Last week in Field Notes, Dave Hurteau linked a story about the discovery of “TD” a triple-drop tine whitetail buck found dead about 30 miles from my home. The buck, which was scored at 181″, was 8-1/2 years old.
TD was something of a local legend. Naturally, part of that fame was due to the buck’s large, non-typical antlers. But then there is this; old bucks not only pour on antler growth, but mystique. Especially in areas where they are hunted hard, which would certainly describe Houston County, Minnesota. TD didn’t live in a sanctuary; he was a “target deer” for plenty of folks…all of which he beat handily.

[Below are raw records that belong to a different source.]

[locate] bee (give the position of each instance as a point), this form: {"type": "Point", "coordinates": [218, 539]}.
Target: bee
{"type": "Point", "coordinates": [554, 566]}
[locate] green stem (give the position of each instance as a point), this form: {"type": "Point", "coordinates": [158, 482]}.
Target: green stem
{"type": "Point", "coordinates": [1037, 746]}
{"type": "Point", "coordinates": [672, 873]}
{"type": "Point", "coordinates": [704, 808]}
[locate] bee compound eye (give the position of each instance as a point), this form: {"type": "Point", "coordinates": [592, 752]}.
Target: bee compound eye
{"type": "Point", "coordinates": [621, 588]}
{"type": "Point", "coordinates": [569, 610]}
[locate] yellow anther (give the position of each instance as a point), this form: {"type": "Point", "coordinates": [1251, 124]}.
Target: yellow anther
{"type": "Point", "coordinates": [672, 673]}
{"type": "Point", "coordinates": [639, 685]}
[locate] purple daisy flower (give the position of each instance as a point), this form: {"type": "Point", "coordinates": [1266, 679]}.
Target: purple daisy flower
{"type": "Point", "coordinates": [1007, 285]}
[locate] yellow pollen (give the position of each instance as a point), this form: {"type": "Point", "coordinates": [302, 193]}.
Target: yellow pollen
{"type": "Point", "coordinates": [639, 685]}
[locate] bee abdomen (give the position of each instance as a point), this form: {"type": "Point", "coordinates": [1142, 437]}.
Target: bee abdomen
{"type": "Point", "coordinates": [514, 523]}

Truly old bucks are exceedingly rare. When we find one, we should learn from them. Here are some facts TD proved about old bucks:
* Their antlers tend to get funkier with age: TD had a single drop tine as a 3-1/2 year old. He grew another two years later. Later he threw in a third, just for good measure. This older-equals-funkier phenomenon is well-known and explains why killing a huge typical buck is one of the toughest deals going.
* They can have split personalities: During summer, TD was as visible as a dairy cow. He fed in food plots and farm fields, often allowing people to photograph him from the comfort of their vehicles. Such a deer should be a patsy, especially when MN has an early archery opener when many bucks are still in their summer patterns. However…
* They know the drill: Matt Semling (who owned the farm where TD was found dead) felt he had TD pegged last September. Then he went out to pull his trail cameras a week before the archery season. Semling credits that step in reminding TD that hunting season was near. No less than 20 hunters pursued TD over the course of the fall. None even came close.
* They lead tough lives: As TD proved, hunters are not the only cause of death for deer. Predators, vehicles, long (cold) winters, poachers, accidents…all are lined up, ready to take a shot at whitetails. Deer run a gauntlet from fawn drop through fatality…which makes stories like TD’s so compelling.
So how bout you? Any stories of old, wise deer you’d care to share?